A greater carbon toll is another effect of rising hash rates. According to the Cambridge Bitcoin Electricity Energy Consumption Index, miners use 0.5 percent of the world's electricity. Companies may consume more electricity as mining becomes more difficult, potentially increasing carbon emissions even as many countries aim to reduce them.

Industry groups say that 58 percent of global Bitcoin production is now carbon neutral, owing to the use of renewable energies. El Salvador is using geothermal energy from a volcano to mine Bitcoin, which has become the country's official currency. However, coal is still used to make a lot of Bitcoin in locations like Kazakhstan.

With more than 40% of the global hash rate, North America is also becoming a mining hotspot. According to the industry, renewable energy currently accounts for a third of U.S. output, potentially lowering carbon emissions. Stronghold Digital Mining (SDIG), for example, intends to turn dangerous coal waste in Pennsylvania into Bitcoins.

"In energy markets that are correctly designed, miners don't contribute to carbon emissions," says Peter Cramton, an economist and former Texas energy regulator. He points out that miners in particular markets absorb renewables that would otherwise be wasted as surplus power. This can supply demand for wind and solar power providers, incentivizing them to invest in renewable energy with long-term clients. "Excessive power companies are looking to Bitcoin mining as a means to increase baseload usage for renewables," Thiel explains.

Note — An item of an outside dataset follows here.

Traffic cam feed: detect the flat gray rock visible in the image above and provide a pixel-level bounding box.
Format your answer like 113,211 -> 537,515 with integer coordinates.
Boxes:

Riot planning to increase capacity in Texas and add a "immersion cooling" device to keep circuits cold. According to Riot, the cooling baths will increase the computers' hash rate by 25% and eliminate downtime, resulting in a 50 percent increase in overall performance.

"It will result in fewer machines producing the same hash rate," says Kevin Dede of H.C. Wainwright, who rates the company as a Buy with a $50 price target.

Mining stocks are popular on Wall Street because of their capacity development plans and high gross margins. The stock's multiples are far lower than those in other areas of crypto; exchanges like Coinbase Global (COIN) and mining chip maker Nvidia (NVDA) both trade at much higher multiples.

The miners' discounts indicate worries about their capital intensity as corporations compete for output, betting on greater prices for a hazardous and divisive asset. In other cyclical industries, like as Texas' century-old oil field, investors have seen this storey turn to tears.

As the hash rate rises, bitcoin mining will become more difficult. In 2024, the amount of Bitcoins given out for validating blocks will be cut in half, to 3.125 per block, prompting miners to increase capacity to compensate for lost revenue.

Costs are still cheap enough that large, efficient operators can make a lot of money. However, as the margins narrow, size will become more important than ever. Thiel says, "We're really keen on playing this arms race." "However,  it will get harder going forward.”